The normal force pushing on the crate is 1205.4 N. Multiplying this by the coefficient of kinetic friction gives me 325.46 N for the magnitude of Fk. This is in opposition to the crate's movement, so the horizontal force pushing back is also 325.46 (making the opposing force negative, really). Plugging this into Pcos@ gives a P value of 375.8 N. However, this is incorrect.

To make the net force zero (and therefore the net work zero), they should be opposites of each other, right? So where is the hole in my logic?

So my free body diagram didn't come out right.. the far left force (down) is the weight, and the force to the left is the frictional force. Sorry about that.. if confused, draw your own!

Astronuc
Staff Emeritus
P is pushing at an angle from below horizontal.

In order for no work to be performed, the frictional force would have to be zero, and the only way that will happen is if the net force of the crate on the floor is zero.

Find the vertical (upward) component of P which is equal to the weight of the crate.

The upward component of P is 1205.4, which would make P = 1205/cos30, which is 1391.41 N. Still not correct. Is that what you meant me to find?

PhanthomJay
Homework Helper
Gold Member
Do you have a diagram? Before you go too far with this problem, it needs to be clarified whether the pushing force is to the right and downward, or to the right and upward. When the problem says '30 degrees below the horizontal', that can be interperted either way...is it 30 degrees below the negative x axis, which gives it an upward component, or 30 degrees below the positive x axis, which gives it a downwrd component?. In any case, the appied force affects the normal force.

It's pushing downward, because that's how all of our problems are set up. The force is above the box and pointing 30 degrees below the horizontal.

PhanthomJay
Homework Helper
Gold Member
OK, so now you must calculate the normal force. What are all the forces in the y direction in your FBD? What are they in the x direction?
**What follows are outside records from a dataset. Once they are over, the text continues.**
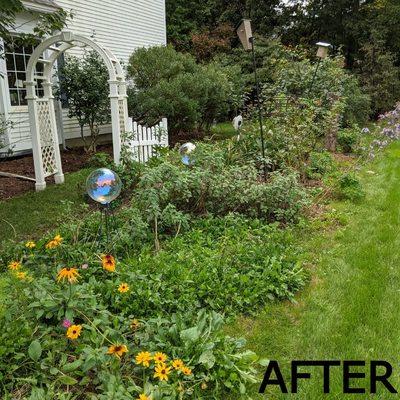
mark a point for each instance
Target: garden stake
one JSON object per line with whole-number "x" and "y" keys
{"x": 260, "y": 113}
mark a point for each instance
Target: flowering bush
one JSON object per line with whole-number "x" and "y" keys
{"x": 137, "y": 327}
{"x": 390, "y": 131}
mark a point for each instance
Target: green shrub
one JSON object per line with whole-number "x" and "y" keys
{"x": 219, "y": 182}
{"x": 170, "y": 84}
{"x": 348, "y": 139}
{"x": 227, "y": 264}
{"x": 84, "y": 83}
{"x": 320, "y": 163}
{"x": 350, "y": 187}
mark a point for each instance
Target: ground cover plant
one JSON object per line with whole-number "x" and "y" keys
{"x": 141, "y": 316}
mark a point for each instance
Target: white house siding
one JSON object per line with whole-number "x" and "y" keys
{"x": 120, "y": 25}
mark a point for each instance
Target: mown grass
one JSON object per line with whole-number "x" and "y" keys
{"x": 223, "y": 130}
{"x": 32, "y": 214}
{"x": 350, "y": 309}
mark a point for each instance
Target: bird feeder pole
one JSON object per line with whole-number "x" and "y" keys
{"x": 247, "y": 39}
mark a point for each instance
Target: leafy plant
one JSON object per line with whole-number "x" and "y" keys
{"x": 170, "y": 84}
{"x": 84, "y": 83}
{"x": 350, "y": 187}
{"x": 348, "y": 139}
{"x": 321, "y": 163}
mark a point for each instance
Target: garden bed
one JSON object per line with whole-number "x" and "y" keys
{"x": 72, "y": 160}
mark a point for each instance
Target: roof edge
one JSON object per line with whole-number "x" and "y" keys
{"x": 41, "y": 6}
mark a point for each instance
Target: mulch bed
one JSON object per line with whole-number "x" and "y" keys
{"x": 72, "y": 160}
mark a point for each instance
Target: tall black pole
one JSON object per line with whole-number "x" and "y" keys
{"x": 314, "y": 76}
{"x": 260, "y": 113}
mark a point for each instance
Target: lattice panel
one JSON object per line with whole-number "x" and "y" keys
{"x": 121, "y": 110}
{"x": 46, "y": 137}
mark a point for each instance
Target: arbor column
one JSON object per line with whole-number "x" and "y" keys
{"x": 115, "y": 120}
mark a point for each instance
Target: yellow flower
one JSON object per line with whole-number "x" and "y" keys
{"x": 21, "y": 275}
{"x": 162, "y": 372}
{"x": 123, "y": 288}
{"x": 144, "y": 358}
{"x": 135, "y": 324}
{"x": 160, "y": 358}
{"x": 186, "y": 371}
{"x": 177, "y": 364}
{"x": 14, "y": 265}
{"x": 108, "y": 262}
{"x": 71, "y": 274}
{"x": 118, "y": 350}
{"x": 74, "y": 332}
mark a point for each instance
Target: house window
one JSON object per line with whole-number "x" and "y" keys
{"x": 17, "y": 57}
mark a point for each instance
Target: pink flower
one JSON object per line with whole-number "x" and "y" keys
{"x": 66, "y": 323}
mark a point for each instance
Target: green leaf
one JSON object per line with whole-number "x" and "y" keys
{"x": 264, "y": 362}
{"x": 72, "y": 366}
{"x": 190, "y": 335}
{"x": 35, "y": 350}
{"x": 207, "y": 358}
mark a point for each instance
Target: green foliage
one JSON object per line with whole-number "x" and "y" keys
{"x": 350, "y": 188}
{"x": 221, "y": 180}
{"x": 321, "y": 163}
{"x": 84, "y": 82}
{"x": 380, "y": 76}
{"x": 246, "y": 262}
{"x": 349, "y": 138}
{"x": 170, "y": 84}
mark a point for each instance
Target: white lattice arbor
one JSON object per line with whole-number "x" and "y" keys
{"x": 46, "y": 151}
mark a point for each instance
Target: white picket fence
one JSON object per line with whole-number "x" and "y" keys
{"x": 143, "y": 139}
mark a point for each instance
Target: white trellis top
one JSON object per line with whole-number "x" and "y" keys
{"x": 43, "y": 126}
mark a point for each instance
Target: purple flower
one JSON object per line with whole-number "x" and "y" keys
{"x": 66, "y": 323}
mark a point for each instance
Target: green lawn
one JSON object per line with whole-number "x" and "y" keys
{"x": 223, "y": 130}
{"x": 351, "y": 309}
{"x": 33, "y": 213}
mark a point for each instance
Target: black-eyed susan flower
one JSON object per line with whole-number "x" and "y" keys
{"x": 186, "y": 370}
{"x": 177, "y": 364}
{"x": 74, "y": 331}
{"x": 70, "y": 274}
{"x": 108, "y": 262}
{"x": 143, "y": 358}
{"x": 123, "y": 288}
{"x": 161, "y": 371}
{"x": 160, "y": 358}
{"x": 117, "y": 350}
{"x": 14, "y": 265}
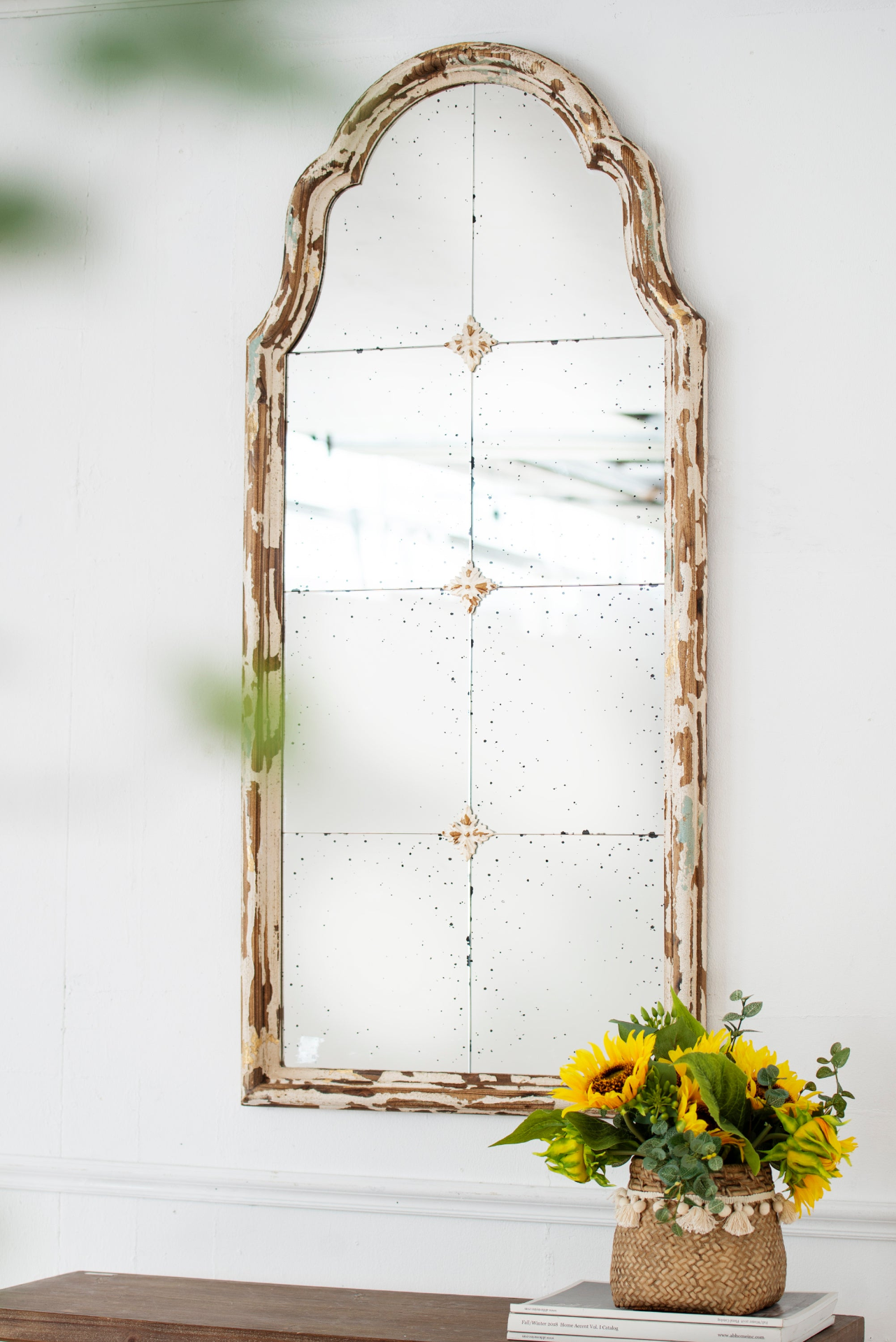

All the forces pushing y-direction: the vertical component of P, the weight of the block, and the normal force.
All x-direction F's: The horizontal component of P and the kinetic frictional force (does this go the x direction? I know static force does...)

PhanthomJay
Homework Helper
Gold Member
All the forces pushing y-direction: the vertical component of P, the weight of the block, and the normal force.
All x-direction F's: The horizontal component of P and the kinetic frictional force (does this go the x direction? I know static force does...)
Yes, correct on all counts. Now proceed as you have started, using Newton's law in each direction to solve for P and N.

so Fn = mg + Psin30
.27*Fn = Fk
Fk = -Pcos30

Fn = 1205.4 +.5P
.27*Fn = Fk
-Pcos30 = 325.458+.135P
-.866P = .135P +325.458
-1.001P = 325.458
P = 325.15 N

Does that look correct and/or is that the result you find? I couldn't decide whether Fk = -Pcos30 or Fk = Pcos30, but since they're inverses, I think I set that one up correctly.

PhanthomJay
Homework Helper
Gold Member
so Fn = mg + Psin30
.27*Fn = Fk
Fk = -Pcos30

Fn = 1205.4 +.5P
.27*Fn = Fk
-Pcos30 = 325.458+.135P
-.866P = .135P +325.458
-1.001P = 325.458
P = 325.15 N

Does that look correct and/or is that the result you find? I couldn't decide whether Fk = -Pcos30 or Fk = Pcos30, but since they're inverses, I think I set that one up correctly.
Almost, but you let the minus sign get the best of you. Since the horizonatl component of the pushing force must be exactly balanced by the friction force in order for no net work to be done, then using Newton 1, Pcos 30 - .27N = 0, or
Pcos30 = +.27N. This is the way you approached it in the y direction when you said that the normal force was equal to the weight plus Psin30....you didn't use a minus sign there for N, so you must be consistent throughout. Your answer is not correct.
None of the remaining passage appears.